Tokenzone, Inc.
- Company type: Private company
- Industry: Digital asset
- Founded: 2000; 26 years ago in New York City, New York
- Founders: Arias Brothers (Isaac, Ricardo and Eduardo)
- Headquarters: White Plains, NY, United States
- Area served: Worldwide
- Key people: Ricardo Arias-Nath (Chairman and CEO); Isaac Arias (President and CTO);
- Products: Non-fungible tokens, collectables, virtual trading cards, virtual currency
- Website: www.tokenzone.com See Archived December 24, 2003, at the Wayback Machine

= Tokenzone =

American Virtual Property technology company

Tokenzone was an American company primarily known for inventing the concept of non-fungible tokens used primarily as digital collectibles on the Internet prior to the invention of blockchain based NFTs. Tokenzone was founded on January 21, 2000, by the Arias Brothers (Isaac, Ricardo and Eduardo).

== History ==
In November 2000, Tokenzone founders filed the first patent application with the United States Patent and Trademark Office for a method and apparatus of collecting and trading items provides for receiving collectible items, trading the items with other collectors and interacting with the items.

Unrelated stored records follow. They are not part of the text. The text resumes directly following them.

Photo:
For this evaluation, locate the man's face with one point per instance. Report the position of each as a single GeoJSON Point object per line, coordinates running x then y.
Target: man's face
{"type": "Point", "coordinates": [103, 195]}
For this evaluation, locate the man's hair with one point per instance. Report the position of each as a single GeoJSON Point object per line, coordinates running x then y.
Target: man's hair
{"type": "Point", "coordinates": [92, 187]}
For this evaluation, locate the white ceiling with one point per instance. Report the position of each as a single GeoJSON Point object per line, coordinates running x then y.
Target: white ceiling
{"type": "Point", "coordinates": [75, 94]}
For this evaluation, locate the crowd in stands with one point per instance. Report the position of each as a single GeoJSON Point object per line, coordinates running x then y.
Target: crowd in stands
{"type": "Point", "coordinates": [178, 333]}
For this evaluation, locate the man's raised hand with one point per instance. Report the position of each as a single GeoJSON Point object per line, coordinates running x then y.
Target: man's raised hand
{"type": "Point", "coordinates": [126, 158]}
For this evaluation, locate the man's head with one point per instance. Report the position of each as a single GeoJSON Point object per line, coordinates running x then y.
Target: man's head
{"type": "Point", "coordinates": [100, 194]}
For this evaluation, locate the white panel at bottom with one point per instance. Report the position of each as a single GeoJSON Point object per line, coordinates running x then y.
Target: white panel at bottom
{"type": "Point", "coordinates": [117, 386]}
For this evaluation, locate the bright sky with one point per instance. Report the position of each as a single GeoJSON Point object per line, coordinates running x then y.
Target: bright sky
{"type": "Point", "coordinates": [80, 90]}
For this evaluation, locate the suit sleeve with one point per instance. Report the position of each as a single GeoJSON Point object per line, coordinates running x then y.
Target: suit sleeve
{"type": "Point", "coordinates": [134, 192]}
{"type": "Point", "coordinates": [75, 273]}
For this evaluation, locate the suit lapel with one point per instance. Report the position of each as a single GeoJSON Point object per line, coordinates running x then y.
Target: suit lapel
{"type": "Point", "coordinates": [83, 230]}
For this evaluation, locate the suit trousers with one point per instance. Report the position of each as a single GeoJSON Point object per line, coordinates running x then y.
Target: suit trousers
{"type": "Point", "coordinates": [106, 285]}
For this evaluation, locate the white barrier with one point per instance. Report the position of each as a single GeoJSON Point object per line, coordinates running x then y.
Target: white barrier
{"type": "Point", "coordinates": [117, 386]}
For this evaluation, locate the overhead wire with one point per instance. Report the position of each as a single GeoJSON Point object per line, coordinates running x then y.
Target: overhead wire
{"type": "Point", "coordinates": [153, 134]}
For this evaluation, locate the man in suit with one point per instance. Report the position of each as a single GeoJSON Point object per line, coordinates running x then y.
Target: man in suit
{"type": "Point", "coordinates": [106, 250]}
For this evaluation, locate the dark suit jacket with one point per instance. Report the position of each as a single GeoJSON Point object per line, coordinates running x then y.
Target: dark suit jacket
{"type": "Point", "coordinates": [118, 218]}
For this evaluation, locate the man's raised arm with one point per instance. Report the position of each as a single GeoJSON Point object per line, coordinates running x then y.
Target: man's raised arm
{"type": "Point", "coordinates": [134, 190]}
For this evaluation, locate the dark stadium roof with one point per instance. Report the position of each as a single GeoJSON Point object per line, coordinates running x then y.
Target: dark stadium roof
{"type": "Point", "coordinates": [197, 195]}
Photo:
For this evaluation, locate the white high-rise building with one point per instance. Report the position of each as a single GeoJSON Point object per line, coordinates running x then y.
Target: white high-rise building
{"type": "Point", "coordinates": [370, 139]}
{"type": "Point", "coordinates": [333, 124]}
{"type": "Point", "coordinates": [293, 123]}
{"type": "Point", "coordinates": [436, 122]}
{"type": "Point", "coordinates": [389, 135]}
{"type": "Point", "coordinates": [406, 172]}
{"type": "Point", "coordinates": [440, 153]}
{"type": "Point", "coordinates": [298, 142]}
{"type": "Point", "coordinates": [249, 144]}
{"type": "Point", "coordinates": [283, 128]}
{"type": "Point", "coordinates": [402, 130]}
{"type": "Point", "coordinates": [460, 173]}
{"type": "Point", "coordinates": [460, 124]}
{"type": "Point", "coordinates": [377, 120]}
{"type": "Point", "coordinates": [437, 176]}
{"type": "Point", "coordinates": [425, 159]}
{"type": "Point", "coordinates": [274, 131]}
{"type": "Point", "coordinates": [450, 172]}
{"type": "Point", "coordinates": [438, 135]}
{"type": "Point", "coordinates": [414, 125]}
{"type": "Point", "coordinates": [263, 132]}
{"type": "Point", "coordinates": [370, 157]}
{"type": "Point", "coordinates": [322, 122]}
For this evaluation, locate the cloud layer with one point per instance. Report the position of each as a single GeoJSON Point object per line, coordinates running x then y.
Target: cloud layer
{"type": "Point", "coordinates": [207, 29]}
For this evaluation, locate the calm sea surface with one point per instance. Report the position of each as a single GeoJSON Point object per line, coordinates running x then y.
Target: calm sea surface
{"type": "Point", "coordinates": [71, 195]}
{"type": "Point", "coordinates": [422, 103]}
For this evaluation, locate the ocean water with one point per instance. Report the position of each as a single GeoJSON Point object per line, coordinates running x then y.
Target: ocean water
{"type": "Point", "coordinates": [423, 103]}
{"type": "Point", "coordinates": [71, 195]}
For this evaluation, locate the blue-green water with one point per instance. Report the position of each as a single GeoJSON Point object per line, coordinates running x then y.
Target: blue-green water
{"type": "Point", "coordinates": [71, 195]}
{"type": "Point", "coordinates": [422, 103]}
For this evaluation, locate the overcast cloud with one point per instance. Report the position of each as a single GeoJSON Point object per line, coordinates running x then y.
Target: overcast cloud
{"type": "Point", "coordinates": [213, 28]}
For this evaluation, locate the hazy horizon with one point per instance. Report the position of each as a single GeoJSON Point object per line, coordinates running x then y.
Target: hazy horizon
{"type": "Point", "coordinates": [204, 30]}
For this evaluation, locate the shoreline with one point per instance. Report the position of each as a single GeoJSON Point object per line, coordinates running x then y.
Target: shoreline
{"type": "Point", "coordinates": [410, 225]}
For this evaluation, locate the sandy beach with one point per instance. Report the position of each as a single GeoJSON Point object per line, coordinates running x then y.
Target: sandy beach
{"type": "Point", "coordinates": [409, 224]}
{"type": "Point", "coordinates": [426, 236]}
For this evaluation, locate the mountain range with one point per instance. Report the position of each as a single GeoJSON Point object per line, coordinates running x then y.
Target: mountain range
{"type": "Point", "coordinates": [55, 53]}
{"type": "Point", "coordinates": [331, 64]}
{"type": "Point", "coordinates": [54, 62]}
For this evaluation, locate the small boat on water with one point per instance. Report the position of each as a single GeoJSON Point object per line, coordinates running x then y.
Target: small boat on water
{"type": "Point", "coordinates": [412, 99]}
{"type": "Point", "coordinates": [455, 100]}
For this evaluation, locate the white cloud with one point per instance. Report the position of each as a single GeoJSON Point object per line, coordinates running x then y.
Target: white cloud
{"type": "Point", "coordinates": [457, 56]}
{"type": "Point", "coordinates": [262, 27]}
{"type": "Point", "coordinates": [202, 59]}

The items could typically be a digital representative of trading cards including, for example, baseball cards, movie scenes, or in other instances, currencies. Various games could be built around the method including providing that the first player to collect all of the trading cards or token instances will receive a reward. Multiple players could engage in the game using, for example, the Internet.

Tokenzone Technology Infrastructure

 Tokenzone pioneered the concept of digital collectibles by developing a technology that centrally managed the creation, distribution and exchange of digital non-fungible tokens. Companies such as The Walt Disney Company, Time Warner, ViacomCBS, Mattel and The Coca-Cola Company were among the earliest adopters.